Entre los personajes creados por Thomas Mann está “il cavalieri Cipola”, aquel verborreico mago que tenía la habilidad de hipnotizar a las personas al punto de acanallarlas en público despojándolas de su autonomía moral. El espectáculo transcurría entre aplausos y suspensos hasta que uno de los ofendidos recuperó su dignidad y lo mató. La anécdota es una imagen de lo que entonces ocurría en Europa: el adormecimiento de las masas ante el avance del fascismo.
Multitud no es igual que pueblo. Si nos referimos a ese ente ideal en cuyo nombre los políticos dicen gobernar, el pueblo es una abstracción. Al contrario, la masa es algo tangible. Es esa concentración grande de personas que reunidas en un lugar se expresan. La masa humana es manipulable, vibra y se mueve por impulsos ciegos; es el ámbito del demagogo, aquel que con el uso de la palabra la encandila y aborrega ofertándole paraísos inalcanzables. El político honesto dice “mi arma es la verdad”. El demagogo es aquel que dice: en el amor y en la política todo vale. Y eso es degradación de la ética.
En un gobierno de demagogos siempre gravitará la tentación de la dictadura. Para mantenerse en el poder deberán forzar la ley. Y son los demagogos y tiranos los que han marcado la historia del último siglo: desde Hitler y Stalin hasta Mao, los Castro, Chávez y Kim Jong-un. Comunismo, nazismo, fascismo, socialismo siglo XXI.

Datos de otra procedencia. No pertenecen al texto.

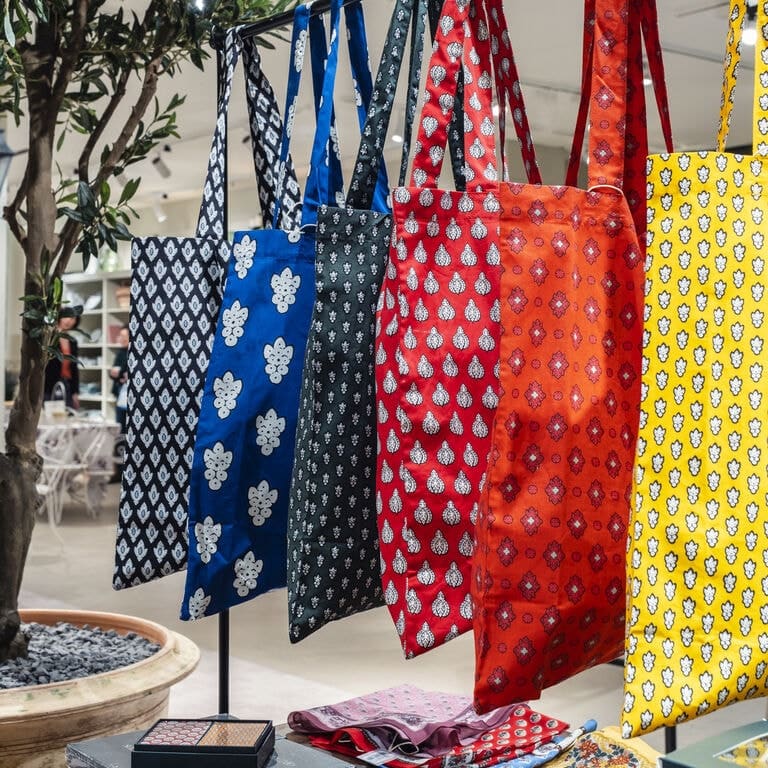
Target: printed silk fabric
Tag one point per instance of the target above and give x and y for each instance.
(437, 352)
(551, 533)
(697, 615)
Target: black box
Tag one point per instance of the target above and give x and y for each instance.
(745, 746)
(213, 743)
(116, 752)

Los tiranos imaginan el poder como un gran espectáculo: desfiles, despliegue de banderas, himnos, símbolos; parafernalia concebida para apabullar e intimidar a propios y extraños. Con el fin de revivir utopías quebradas los tiranos no se quedan a la zaga de las fulgurantes estrellas del rock. Sus aburridas homilías las convierten en circo: grandes pantallas agigantan su rostro, luces y altoparlantes exaltan su voz y su figura. El orador apabulla al espectador. En el escenario, payasos, juglares y cuenteros hacen lo suyo, divierten. El tirano sonríe a ratos y a ratos ruge. La TV lleva el orwelliano mensaje a la intimidad de los hogares. Nadie escapa a la sugestión de este encantador de masas. Abobamiento consumado. Todos deben pensar igual. En tiempos de aborregamiento general, afirmar la individualidad es acto subversivo.